A general remark: people often write that, unfortunately or not, Eilenberg-MacLane’s term “category” is not that of, say, Kant. But in fact if read this way here, following Lawvere, then the former is a good formalization of the latter, after all.
Care to provide a link to the MO question? Did it get deleted?
Fair enough. Not sure how much traction you’ll get here, either, since the number of people who can pass Hegelian thoughts through hopefully the clarifying lens of Lawvere’s proposed interpretation is rather small. And those few people might be busy with something else.
The answer to the third question is expanded on at Aufhebung of Becoming
Regarding the first question: All the other objects is what appears in between as the two opposite extremes of the initial opposition are pulled apart:
$\varnothing \longrightarrow X \longrightarrow \ast$.

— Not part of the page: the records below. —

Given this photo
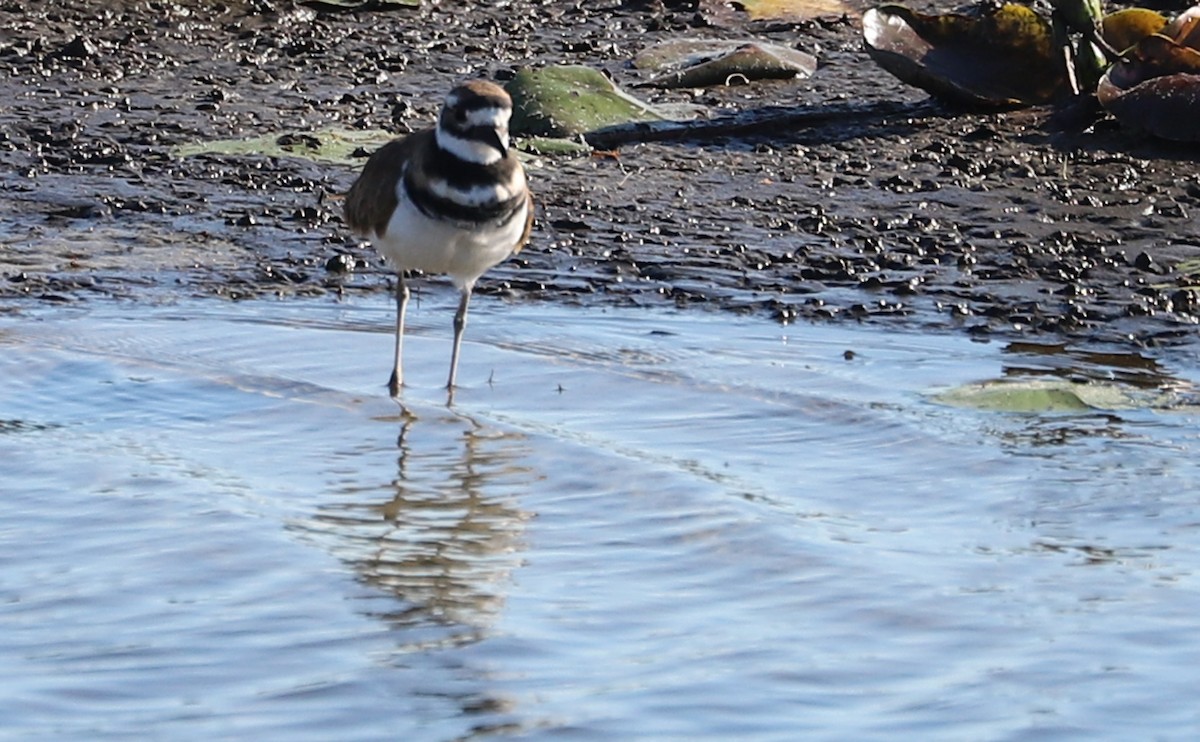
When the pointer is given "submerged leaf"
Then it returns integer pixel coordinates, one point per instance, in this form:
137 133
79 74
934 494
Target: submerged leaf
1050 396
697 63
995 58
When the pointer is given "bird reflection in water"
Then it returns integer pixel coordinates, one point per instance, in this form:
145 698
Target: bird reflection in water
438 544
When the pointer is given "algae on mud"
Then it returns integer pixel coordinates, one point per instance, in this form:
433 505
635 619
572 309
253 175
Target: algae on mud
879 207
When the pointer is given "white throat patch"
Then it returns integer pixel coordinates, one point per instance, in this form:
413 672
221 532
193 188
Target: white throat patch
469 150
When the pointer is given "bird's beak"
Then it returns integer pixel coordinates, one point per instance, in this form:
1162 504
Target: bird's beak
497 139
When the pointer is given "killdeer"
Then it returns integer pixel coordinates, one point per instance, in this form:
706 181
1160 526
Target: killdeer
450 199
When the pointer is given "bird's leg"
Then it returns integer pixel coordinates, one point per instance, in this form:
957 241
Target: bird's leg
460 323
397 375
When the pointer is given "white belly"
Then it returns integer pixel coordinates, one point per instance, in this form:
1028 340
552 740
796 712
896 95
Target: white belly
414 241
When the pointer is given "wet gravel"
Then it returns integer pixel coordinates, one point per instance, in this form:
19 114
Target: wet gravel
888 209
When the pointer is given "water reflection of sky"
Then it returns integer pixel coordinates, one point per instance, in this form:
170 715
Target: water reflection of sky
631 525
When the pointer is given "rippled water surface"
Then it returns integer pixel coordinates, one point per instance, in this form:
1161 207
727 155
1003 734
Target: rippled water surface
630 525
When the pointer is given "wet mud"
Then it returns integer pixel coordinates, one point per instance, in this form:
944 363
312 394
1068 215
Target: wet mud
851 198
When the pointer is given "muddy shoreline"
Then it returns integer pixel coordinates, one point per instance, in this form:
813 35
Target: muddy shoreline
897 210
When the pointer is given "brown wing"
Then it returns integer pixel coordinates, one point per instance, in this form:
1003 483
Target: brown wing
525 235
372 198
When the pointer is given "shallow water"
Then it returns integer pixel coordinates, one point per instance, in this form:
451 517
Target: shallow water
629 525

This being a special case of the general way in which adjoint modalities exhibit all objects as equipped with two opposite properties, see here.
Hi Dean,
(1) The general rule is that types are objects and terms are morphisms. In intrinsic type theories, terms are uniquely typed, so one cannot have $a: A$ then also $a:B$ in a non-definitionally equivalent type. This section of Science of Logic addresses Aristotelian syllogistic logic. In the case of $f: A \to B$, glossed as ’All $A$ are $B$’, as it says latter there, often one works with a context, $C$. If then $A = \sum_{x:C} P(x)$ and $B = \sum_{x: C} Q(x)$, for predicates $P(x)$ and $Q(x)$, then $f$ might arise from an implication $P(x) \to Q(x)$. We’re perhaps inclined here to speak of a $c: C$ such that $P(c)$ and $Q(c)$ is true, and then have $c: A$ and $c:B$, but this isn’t strictly correct.
There’s a question of how the translation works from Hegel to Lawvere and to nLab, whether and how one requires some kind of agreement with the spirit of the writing of someone who lacked any formal means to say things we now can. But it may be easier to approach from the other side and take what’s in Lawvere and nLab as rather interesting, and reasonably inspired by Hegel. The portion on Being and Nothing begins here. As Urs writes, the adjoint modalities $\emptyset \dashv \ast$ is at the heart of this passage, expressing the unity of two moments. You can think of it generated by the adjoint triple, formed of left and right adjoints to the terminal functor $\mathbf{H} \to \ast$, so that $0$ and $1$ are distinct images of $\ast$ (full subcategories of $\mathbf{H}$).